Congressman Garamendi served as President Bill Clinton’s Deputy Secretary of the U.S. Interior Department from 1995-1998, a post that gave him the opportunity to help better protect the Delta.
The Sacramento-San Joaquin Delta is the most extensive inland delta in the world. Its approximately 60 islands are protected by 1,100 miles of levees, and are home to 3,500,000 residents, including 2,500 family farmers. The Delta offers recreational opportunities to the two million Californians that visit the Delta each year for boating, fishing, hunting, visiting historic sites, and viewing wildlife. It provides habitat for more than 750 species of plants and wildlife.

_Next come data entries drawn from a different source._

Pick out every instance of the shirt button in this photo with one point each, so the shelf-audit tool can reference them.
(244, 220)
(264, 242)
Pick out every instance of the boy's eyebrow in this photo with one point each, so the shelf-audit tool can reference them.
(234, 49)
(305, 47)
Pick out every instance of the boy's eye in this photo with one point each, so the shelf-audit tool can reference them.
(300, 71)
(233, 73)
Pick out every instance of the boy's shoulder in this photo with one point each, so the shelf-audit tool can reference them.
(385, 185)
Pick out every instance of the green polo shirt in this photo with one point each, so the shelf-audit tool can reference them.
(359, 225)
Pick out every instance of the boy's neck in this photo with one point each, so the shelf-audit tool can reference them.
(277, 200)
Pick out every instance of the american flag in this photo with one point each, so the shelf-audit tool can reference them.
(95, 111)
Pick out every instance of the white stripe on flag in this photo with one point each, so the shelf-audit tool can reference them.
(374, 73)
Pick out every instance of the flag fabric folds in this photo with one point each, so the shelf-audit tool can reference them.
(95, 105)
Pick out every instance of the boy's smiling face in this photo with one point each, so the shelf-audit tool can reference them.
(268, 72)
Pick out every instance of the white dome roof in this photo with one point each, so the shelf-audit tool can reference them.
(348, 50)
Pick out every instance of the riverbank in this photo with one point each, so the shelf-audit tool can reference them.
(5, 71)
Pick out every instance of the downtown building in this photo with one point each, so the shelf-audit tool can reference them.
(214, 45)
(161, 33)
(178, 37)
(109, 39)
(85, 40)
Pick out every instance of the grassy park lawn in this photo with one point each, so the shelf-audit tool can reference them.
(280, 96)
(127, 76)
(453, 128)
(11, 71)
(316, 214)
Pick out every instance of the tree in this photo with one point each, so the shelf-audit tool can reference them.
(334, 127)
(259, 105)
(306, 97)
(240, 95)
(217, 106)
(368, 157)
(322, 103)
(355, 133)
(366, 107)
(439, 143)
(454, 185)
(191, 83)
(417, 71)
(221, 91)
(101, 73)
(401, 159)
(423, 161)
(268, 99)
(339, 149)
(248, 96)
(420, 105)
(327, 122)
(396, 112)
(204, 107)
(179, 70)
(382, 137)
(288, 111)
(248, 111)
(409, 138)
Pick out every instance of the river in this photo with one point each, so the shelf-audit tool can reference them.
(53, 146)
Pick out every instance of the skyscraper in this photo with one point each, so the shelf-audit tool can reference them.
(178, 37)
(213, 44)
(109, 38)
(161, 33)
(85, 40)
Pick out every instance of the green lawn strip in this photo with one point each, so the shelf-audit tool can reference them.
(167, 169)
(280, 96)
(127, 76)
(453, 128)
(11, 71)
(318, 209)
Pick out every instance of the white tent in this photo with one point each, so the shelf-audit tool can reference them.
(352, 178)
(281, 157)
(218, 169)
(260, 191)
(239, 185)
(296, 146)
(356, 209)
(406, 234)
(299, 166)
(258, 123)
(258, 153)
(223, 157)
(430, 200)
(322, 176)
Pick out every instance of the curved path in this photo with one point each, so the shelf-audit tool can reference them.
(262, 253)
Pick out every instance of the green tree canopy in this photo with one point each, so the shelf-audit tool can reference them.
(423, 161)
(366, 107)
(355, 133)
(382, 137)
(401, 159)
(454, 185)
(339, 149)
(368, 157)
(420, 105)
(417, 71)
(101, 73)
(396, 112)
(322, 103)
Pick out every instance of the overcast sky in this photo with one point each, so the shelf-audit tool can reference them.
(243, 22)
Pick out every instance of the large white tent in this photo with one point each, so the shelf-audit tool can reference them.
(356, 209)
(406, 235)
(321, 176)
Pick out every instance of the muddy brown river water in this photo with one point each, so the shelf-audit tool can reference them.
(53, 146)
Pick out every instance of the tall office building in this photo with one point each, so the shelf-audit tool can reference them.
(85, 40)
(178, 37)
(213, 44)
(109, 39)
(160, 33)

By 1492, the Delta supported the largest settlement of Native Americans in North America. The Delta was the gateway to the gold fields in 1849, after which Chinese workers built hundreds of miles of levees throughout the waterways of the Delta to make its rich peat soils available for farming and to control flooding. Significant migrations of Japanese, Italians, Germans, Portuguese, Dutch, Greeks, South Asians, and other immigrants called the Delta home.